Examples - Approximation
OLS approximation
If we have lots of data that we want to summarise with OLS
# Generating example data
using Random
using Distributions
using DataStructures
Random.seed!(1)
obs = 1000
X = rand(obs)
y = X .+ rand(Normal(),obs) .+ 7
# And now making an approximation function
approxFunction = create_ols_approximation(y, X, 2)
Numerical Integration with Chebyshev polynomials
And if we want to approximate the sin function in the [2.3, 5.6] bound with 7 polynomial terms and 20 approximation nodes:
chebyshevs = create_chebyshev_approximation(sin, 20, 7, OrderedDict{Symbol,Tuple{Float64,Float64}}(:default => (2.3, 5.6)))

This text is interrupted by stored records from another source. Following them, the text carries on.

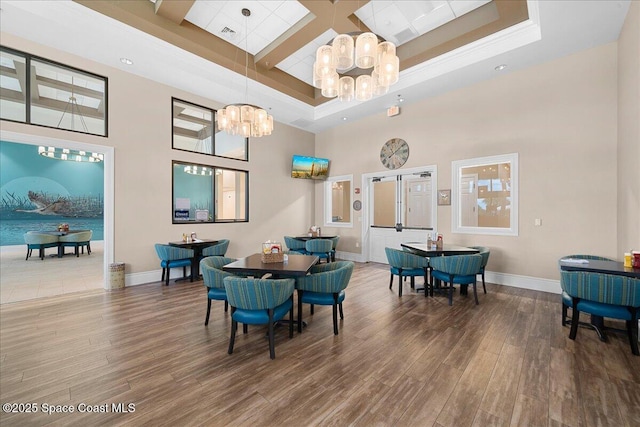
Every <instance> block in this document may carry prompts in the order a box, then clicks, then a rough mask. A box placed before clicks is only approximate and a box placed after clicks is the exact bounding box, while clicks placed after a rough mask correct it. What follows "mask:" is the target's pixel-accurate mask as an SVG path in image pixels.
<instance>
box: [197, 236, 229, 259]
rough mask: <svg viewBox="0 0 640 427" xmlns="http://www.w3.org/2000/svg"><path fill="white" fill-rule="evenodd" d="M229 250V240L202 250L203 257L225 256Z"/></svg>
mask: <svg viewBox="0 0 640 427" xmlns="http://www.w3.org/2000/svg"><path fill="white" fill-rule="evenodd" d="M228 248H229V239H222V240H219V241H218V243H216V244H215V245H212V246H207V247H206V248H204V249H203V250H202V256H203V257H206V256H224V255H225V254H226V253H227V249H228Z"/></svg>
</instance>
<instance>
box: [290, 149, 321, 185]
mask: <svg viewBox="0 0 640 427" xmlns="http://www.w3.org/2000/svg"><path fill="white" fill-rule="evenodd" d="M328 176H329V159H321V158H319V157H310V156H300V155H298V154H294V155H293V159H292V161H291V177H292V178H305V179H327V177H328Z"/></svg>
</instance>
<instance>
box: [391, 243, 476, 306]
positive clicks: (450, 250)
mask: <svg viewBox="0 0 640 427" xmlns="http://www.w3.org/2000/svg"><path fill="white" fill-rule="evenodd" d="M400 246H402V247H403V248H406V249H409V251H410V252H412V253H414V254H416V255H420V256H423V257H426V258H430V257H435V256H451V255H471V254H477V253H480V251H479V250H477V249H474V248H468V247H466V246H458V245H450V244H443V245H442V247H440V248H437V247H433V246H431V247H429V246H428V245H427V244H426V243H420V242H407V243H401V244H400ZM429 271H431V268H429ZM431 281H432V282H433V280H431ZM433 286H434V288H435V289H434V290H436V291H437V290H441V289H443V288H442V286H441V283H440V281H439V280H437V279H436V280H435V283H433ZM426 287H427V284H426V283H425V288H426ZM425 288H416V291H422V290H424V289H425ZM444 289H446V288H444ZM425 292H426V291H425ZM460 293H461V294H462V295H466V294H467V286H461V287H460Z"/></svg>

We can integrate the above term in the normal way to achieve Gauss-Chebyshev quadrature:
integral(chebyshevs, 2.3, 5.6)
Multivariate: MARS Spline for approximation
First we will generate some example data.
using MultivariateFunctions
using Random
using DataFrames
using Distributions
using DataStructures
Random.seed!(1992)
nObs = 1000
dd = DataFrame()
dd[:x] = rand( Normal(),nObs) + 0.1 .* rand( Normal(),nObs)
dd[:z] = rand( Normal(),nObs) + 0.1 .* rand( Normal(),nObs)
dd[:w] = (0.5 .* rand( Normal(),nObs)) .+ 0.7.*(dd[:z] .- dd[:x]) + 0.1 .* rand( Normal(),nObs)
dd[:y] = (dd[:x] .*dd[:w] ) .* (dd[:z] .- dd[:w]) .+ dd[:x] + rand( Normal(),nObs)
dd[7,:y] = 1.0
y = :y
x_variables = Set{Symbol}([:w, :x, :z])
It is important to note here that we have a set of symbols for x_variables. This is the set of columns in the dataframe that we will use to predict y - the dependent variable.
We can then create an approximation with recursive partitioning:
number_of_divisions = 7
rp_4, rp_reg_4 = create_recursive_partitioning(dd, y, x_variables, number_of_divisions; rel_tol = 1e-3)
We can also create a MARS approximation spline:
rp_1, rp_reg_1 = create_mars_spline(dd, y, x_variables, number_of_divisions; rel_tol = 1e-3)
Note that the rel_tol here is the tolerance in the optimisation step for hinges (or divisions in the recursive partitioning case). In most applied cases it generally doesn't matter much if there is a hinge at 1.0006 or at 1.0007 so in most settings this can be set higher than you would generally set the tolerance for a numerical optimiser. For this reason the default value is 1e-02.